Das, a partner at Menlo Ventures, admitted he had been sceptical about Sarvam's original bet on smaller Indic language models. A year later, he said he was wrong. According to Das, Sarvam now offers what he calls the best-in-class text-to-speech, speech-to-text, and OCR models for Indian languages, with reasonable pricing and a product experience that is "dirt easy to use".
For context, the model in question is Sarvam Vision, which is an efficient 3B state-space model delivering best-in-class document intelligence and multimodal understanding across 22 scheduled Indian languages. The model demonstrates its dominance on the Sarvam Indic OCR Bench, where it maintains a significant performance gap - surpassing GPT 5.2 by over 10% in major languages like Hindi and by more than 50% in complex regional scripts like Telugu.
The praise wasn't abstract. Das shared a
Supporters see this as validation of Sarvam's thesis. While global AI labs chase frontier models, Sarvam is quietly filling a deep ecosystem gap, building infrastructure for Indian languages that few others prioritise. Critics may still question the scale of the business, but the technological appreciation feels real.
In a week dominated by agentic hype and platform theatrics, Sarvam's moment stood out for a different reason. It showed how local-first AI can unlock cultural value at scale, and why India's AI story may increasingly be written in its own languages.
Startup In The Spotlight: PredCo
Manufacturing operations have quietly become one of the most failure-prone and data-fragmented environments inside enterprises. Machine breakdowns, safety lapses, inventory delays, and disconnected legacy systems often collide at once. What's missing is not more dashboards, but a single, real-time operational layer that can see across the factory floor and act early.
PredCo was built at this fault line. Not as another monitoring tool, but as a full-stack operational intelligence platform for industrial facilities, designed to sit above machines, sensors, and cameras and turn raw signals into decisions managers can rely on.

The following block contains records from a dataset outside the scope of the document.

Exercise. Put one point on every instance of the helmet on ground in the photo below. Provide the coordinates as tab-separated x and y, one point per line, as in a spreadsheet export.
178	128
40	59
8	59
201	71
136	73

At the heart of PredCo's platform is centralised oversight of operations. By unifying data from legacy equipment, modern IoT sensors, and vision systems, the company gives plant managers a live, end-to-end view of what's happening on the floor. The focus is on shifting teams from reactive firefighting to proactive control.
The product itself is deliberately comprehensive. Predictive maintenance models analyse sensor data to anticipate equipment failures and schedule maintenance before downtime hits. Digital twins create high-fidelity virtual replicas of physical assets, allowing teams to simulate changes and optimise performance without risking real machinery. Computer vision systems inspect products in real time, flagging defects early in the manufacturing process. On top of this, real-time tracking monitors assets, inventory flow, and safety compliance across the plant.
PredCo's AI approach is pragmatic rather than flashy. Different techniques are applied where they matter most, with an emphasis on reliability, explainability, and integration into existing industrial workflows.
Operating in a global industrial AI and manufacturing compliance market estimated at $50 Bn, PredCo is positioning itself as foundational infrastructure for the next generation of smart factories.
Prompt Of The Week
What prompts and hacks are CTOs, CEOs and cofounders using these days to streamline their work?
Here's Naman Sanghi, cofounder of ADNOXY, sharing a prompt on how he uses GenAI as a strategic thought partner to tackle challenges when operating a startup:
"Act as my strategic thought partner.
Here's the context of my startup and where we're stuck.[context] + [problem]
What is the one problem we should obsess over right now?
What are three realistic paths we can take, what do we gain and lose with each, and which one gives us the highest long-term upside?
Also, outline what the next 14 days should look like if we choose the best option."
Editor's Note: Some prompts may need to be adjusted by users for best results or may not work as intended for certain users.